American Horror Story Season 7 Episode 2 Review: Don’t Be Afraid of the Dark

Don't Be Afraid of the Dark, own it. Fear makes people stronger on this week's American Horror Story: Cult.

This American Horror Story: Cult review contains spoilers.

American Horror Story Season 7 Episode 2

“The only thing we have to fear is fear itself,” President Franklin Delano Roosevelt declared in one of the most memorable political promises in history. The quote itself made it to Living Color’s song “Cult of Personality.” That’s just a sample of all that fear promises on American Horror Story: Cult, where fear is political currency and the politicians in charge are flush with it. Whatever doesn’t kill you makes you stronger and people who face their fears grow so strong they are immune to them. The first lesson we learn in season 7, episode 2, is “Don’t Be Afraid of the Dark.”

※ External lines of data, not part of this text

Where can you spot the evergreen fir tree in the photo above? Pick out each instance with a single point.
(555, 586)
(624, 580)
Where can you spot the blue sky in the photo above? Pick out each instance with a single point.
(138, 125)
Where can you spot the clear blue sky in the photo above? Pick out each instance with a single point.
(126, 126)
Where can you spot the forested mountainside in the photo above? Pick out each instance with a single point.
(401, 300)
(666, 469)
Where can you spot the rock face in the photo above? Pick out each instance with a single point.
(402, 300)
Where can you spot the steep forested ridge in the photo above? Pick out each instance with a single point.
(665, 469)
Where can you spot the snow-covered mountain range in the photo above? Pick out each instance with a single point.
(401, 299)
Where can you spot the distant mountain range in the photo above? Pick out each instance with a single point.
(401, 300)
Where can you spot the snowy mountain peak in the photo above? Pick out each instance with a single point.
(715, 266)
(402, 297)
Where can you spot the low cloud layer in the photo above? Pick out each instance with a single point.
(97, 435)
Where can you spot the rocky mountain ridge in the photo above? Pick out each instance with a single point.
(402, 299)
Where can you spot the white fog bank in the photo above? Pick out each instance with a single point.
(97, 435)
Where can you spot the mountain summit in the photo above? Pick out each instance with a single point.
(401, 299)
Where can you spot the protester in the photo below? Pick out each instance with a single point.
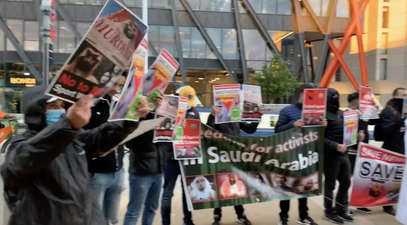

The block’s liberal lesbian couple, Ivy (Alison Pill) and Ally Mayfair-Richards (Sarah Paulson), face their first fears early. Ally, who has every phobia and panic disorder except insomnia, has been sleeping it off with the enemy. She wakes up to some clown in her bed and has a full on Coyote Episode. Twisty the Clown (John Carroll Lynch), so sadly misunderstood in the American Horror Story: Freak Show season, just wants to be loved. Is that so wrong? Ally is already a diagnosed sufferer of coulrophobia, fear of clowns, so she calls in her wife. The two liberals immediately arm themselves like “violent” antifas, ready to hack up the first Harlequin they see.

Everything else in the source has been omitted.